I’m talking about physical rest as well as mental rest. We read lots of health articles about the importance of reducing stress, and plenty of spiritual growth advice focuses on not worrying. And of course the doctor is always telling us that we need a good eight hours of a sleep a night. But – and maybe it’s just me – sometimes it’s tempting to wear my lack of sleep, my busy schedule, and my looming responsibilities like a badge of honor.
We secretly glorify the people who do it all, no matter the costs. Sure, we all have busy seasons with a new baby or the project due at work. But often, I think my refusal to rest is a symptom of self-sufficiency hardening into pride. The longer I’m awake, the longer I can control my environment and my results. It means less trusting that God will give me what I need and more time scraping together what I need and desire. Often, it means getting so busy doing things for God that we neglect our primary relationship with him.

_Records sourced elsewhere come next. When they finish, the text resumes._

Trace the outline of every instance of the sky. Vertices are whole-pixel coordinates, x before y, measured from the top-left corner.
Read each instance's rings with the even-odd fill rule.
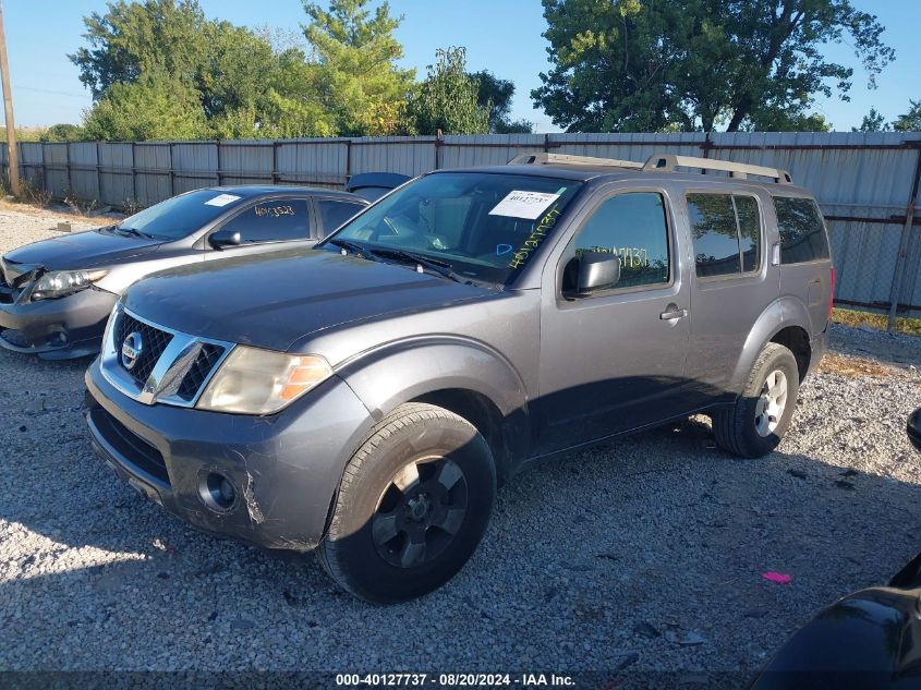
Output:
[[[0,0],[5,14],[13,102],[17,126],[77,123],[92,100],[68,60],[84,40],[82,17],[105,12],[105,0]],[[299,32],[305,15],[301,0],[201,0],[209,19],[238,25],[281,27]],[[838,131],[860,124],[871,107],[893,120],[908,110],[909,98],[921,99],[921,23],[919,0],[852,0],[877,15],[886,27],[884,41],[896,60],[867,88],[867,74],[847,45],[828,46],[829,58],[855,68],[850,102],[821,98],[816,111]],[[535,123],[537,132],[557,132],[550,119],[535,110],[531,89],[549,69],[546,22],[540,0],[390,0],[403,15],[397,37],[403,45],[402,66],[424,76],[436,48],[465,46],[468,69],[487,69],[516,84],[512,118]]]

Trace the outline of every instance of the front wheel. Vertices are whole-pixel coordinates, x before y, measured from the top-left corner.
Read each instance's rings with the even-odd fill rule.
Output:
[[[495,495],[493,456],[472,424],[432,404],[400,405],[349,461],[317,558],[365,601],[421,596],[473,554]]]
[[[774,450],[797,405],[799,368],[793,353],[768,342],[755,360],[742,396],[729,409],[711,417],[716,443],[743,458],[760,458]]]

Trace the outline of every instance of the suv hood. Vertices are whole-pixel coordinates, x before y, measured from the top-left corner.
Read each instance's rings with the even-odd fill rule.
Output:
[[[405,264],[300,249],[171,268],[134,283],[123,301],[189,335],[283,351],[350,322],[493,294]]]
[[[162,240],[88,230],[33,242],[4,254],[3,258],[16,264],[43,266],[48,270],[93,268],[147,254],[162,243]]]

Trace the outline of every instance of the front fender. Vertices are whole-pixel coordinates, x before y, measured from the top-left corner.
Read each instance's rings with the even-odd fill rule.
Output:
[[[512,446],[530,438],[524,382],[508,359],[482,341],[448,335],[411,338],[364,352],[336,373],[375,420],[421,396],[466,390],[492,401]]]
[[[812,319],[809,310],[799,300],[791,296],[784,296],[775,300],[761,313],[754,326],[749,331],[746,343],[732,377],[729,380],[729,390],[740,395],[748,383],[754,361],[774,336],[788,326],[800,326],[812,340]],[[811,344],[811,343],[810,343]]]

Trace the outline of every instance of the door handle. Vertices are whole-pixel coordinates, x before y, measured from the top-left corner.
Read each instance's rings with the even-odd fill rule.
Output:
[[[664,322],[668,322],[672,318],[684,318],[687,315],[688,310],[679,310],[677,306],[669,304],[668,310],[659,314],[658,317]]]

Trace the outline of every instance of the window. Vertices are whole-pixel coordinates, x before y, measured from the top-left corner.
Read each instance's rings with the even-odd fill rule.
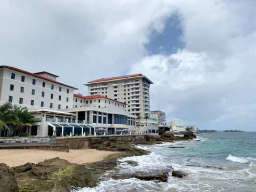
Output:
[[[15,74],[13,73],[12,73],[12,74],[11,75],[11,78],[12,79],[15,79]]]
[[[9,102],[12,102],[12,96],[9,96],[9,98],[8,99]]]
[[[101,124],[101,119],[102,118],[101,116],[98,116],[98,123]]]
[[[13,91],[13,89],[14,89],[14,85],[10,85],[10,91]]]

The command to “be at rest” isn’t just for our benefit. Rest is not a guilty pleasure we have to sneak. Instead, we need to think of rest as a grace-filled reminder that we are creatures of clay dependent on a much stronger God. Our energy levels wind down until we are forced to acknowledge that – surprise! – we can’t engineer our lives as much as we’d like to think. But that weakness allows God to make us a promise in Matthew 11:28: “Come to me… and I will give you rest.”
Intersecting Faith & Life: God can bless even our rest when we’re following him. And he wants us to rest as an acknowledgment of our human limitations. When we rest, we’re expressing our faith in God’s ability to bring to all things to completion.